In his early days, the entrepreneur’s success was not guaranteed. Born in a notoriously rough neighborhood outside Homerton, Ibgi’s childhood was marked by abuse, addiction, arrest and homelessness. “I never really felt like I fit,” says Ibgi. “I was branded as wild and lazy, because I was very dyslexic and highly ADHD, neither of which were diagnosed, and I was pushed into the state schooling system where I was told I could never succeed because I couldn’t read and write. Addiction and arrest led to me living on the streets and working three jobs at once in the hopes of affording a tiny studio apartment.”
One of those jobs—cleaning building sites—changed his life. “I was a cleaner, working on a site from six in the morning to eight in the evening every day, and I finally felt a sense of purpose. This was something physical, something I could do with my hands, and I felt this satisfaction that I could come in and do a job, and see it done well. And then I thought, if I can be good at this, I shouldn’t stop here.”
Ibgi went to the site manager and asked for additional work. Eventually, he became a jack-of-all-trades, accomplished at the full gamut of construction and development skills, from design to plumbing to electrics, and started his own company. Painting jobs and bathroom remodeling turned into full-house renovations, and then—helped by a flagging recessionary economy—buying houses outright to flip. Today Ibgi owns three real estate and hospitality businesses.
Starting Buckingham & Lloyd’s wasn’t easy. “My biggest struggle was changing my mindset from a property-developer into a hospitality-oriented operator business. I had never done anything customer-focused, and that was a really big challenge,” says Ibgi. “But what we always did right was to put customers first. If we made a mistake, we always said, yes, you are right, and moved on from there. And that was only successful because of our team.”

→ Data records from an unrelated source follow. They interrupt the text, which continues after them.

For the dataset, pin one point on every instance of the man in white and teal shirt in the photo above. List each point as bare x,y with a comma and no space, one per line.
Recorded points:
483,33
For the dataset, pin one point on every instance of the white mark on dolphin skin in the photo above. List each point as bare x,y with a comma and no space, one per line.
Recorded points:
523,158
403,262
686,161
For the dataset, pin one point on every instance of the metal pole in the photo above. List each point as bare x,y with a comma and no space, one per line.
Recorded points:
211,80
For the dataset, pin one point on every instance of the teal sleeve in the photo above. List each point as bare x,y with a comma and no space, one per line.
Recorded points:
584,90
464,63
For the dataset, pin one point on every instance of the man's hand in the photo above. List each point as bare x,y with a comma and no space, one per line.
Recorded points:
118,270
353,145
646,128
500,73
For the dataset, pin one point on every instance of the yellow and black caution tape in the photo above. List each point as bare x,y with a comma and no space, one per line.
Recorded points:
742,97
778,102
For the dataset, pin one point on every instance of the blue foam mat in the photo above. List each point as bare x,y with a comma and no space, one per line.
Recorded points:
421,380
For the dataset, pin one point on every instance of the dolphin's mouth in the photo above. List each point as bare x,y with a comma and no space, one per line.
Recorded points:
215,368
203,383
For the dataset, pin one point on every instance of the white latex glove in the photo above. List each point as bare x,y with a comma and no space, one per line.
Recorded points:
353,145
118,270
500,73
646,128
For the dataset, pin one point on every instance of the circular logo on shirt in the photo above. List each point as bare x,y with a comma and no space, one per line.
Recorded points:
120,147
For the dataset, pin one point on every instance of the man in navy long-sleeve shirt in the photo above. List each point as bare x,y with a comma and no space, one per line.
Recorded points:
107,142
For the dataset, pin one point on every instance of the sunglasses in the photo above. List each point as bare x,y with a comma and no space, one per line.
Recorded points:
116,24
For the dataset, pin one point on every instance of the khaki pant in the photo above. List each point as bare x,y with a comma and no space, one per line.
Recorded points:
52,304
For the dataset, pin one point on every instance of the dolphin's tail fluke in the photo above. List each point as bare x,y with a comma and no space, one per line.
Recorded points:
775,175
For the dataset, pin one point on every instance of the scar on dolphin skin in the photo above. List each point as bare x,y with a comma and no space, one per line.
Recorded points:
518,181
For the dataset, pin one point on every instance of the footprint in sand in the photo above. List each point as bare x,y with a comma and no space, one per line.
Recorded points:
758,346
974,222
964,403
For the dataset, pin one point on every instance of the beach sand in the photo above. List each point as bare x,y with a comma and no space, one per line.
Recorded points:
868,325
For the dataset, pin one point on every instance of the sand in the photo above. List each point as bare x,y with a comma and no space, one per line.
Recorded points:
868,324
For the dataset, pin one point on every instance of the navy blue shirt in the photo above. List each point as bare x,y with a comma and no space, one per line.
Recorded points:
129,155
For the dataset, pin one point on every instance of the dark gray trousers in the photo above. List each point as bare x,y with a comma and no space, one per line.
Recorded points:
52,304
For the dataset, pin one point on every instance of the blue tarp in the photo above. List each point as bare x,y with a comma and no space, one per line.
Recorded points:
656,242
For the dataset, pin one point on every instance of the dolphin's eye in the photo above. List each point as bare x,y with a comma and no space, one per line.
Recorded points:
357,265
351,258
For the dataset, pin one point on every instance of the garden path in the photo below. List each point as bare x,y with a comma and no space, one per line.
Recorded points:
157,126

The company’s success has stemmed from a mixture of the rigorous belief in work ethic, customer service, and team-building. “I’m there with the vision, but it’s the team who are customer-facing,” says Ibgi. “In every customer-oriented industry, if your staff feel like they don’t have a stake, they won’t give you 100%. Empower your staff with the knowledge to run the business without you – and earn their loyalty so that they never will.”
Success has also come from modern marketing techniques, including working with social media influencers.
“We have had the largest travel Instagram influencers stay in the property in exchange for Instagram stories and content. It didn’t take off immediately—of the first 30 I reached out to, only one initially responded—but once it did, the result was astronomical. Hosting five influencers one month generated over £120,00 of bookings revenue in five days,” he claims.
Ibgi predicts that social media will continue to be a key driver of growth as the company expands overseas, but he preaches the virtues of flexibility. “Whatever your planned path is,” he cautions, “remember that it’s going to change completely. Keep your eye on the end-goal, and you’ll get there, sometimes on a different time frame or in a different way, but if you have a true passion, the end result will come.”
Ibgi’s advice to others? “It doesn’t matter what your background or education is. If you have a dream, simply do it. You’re the only person stopping yourself.
“I still struggle with reading and writing, but that doesn’t stop me. Limits are something that we create, not something imposed on us.”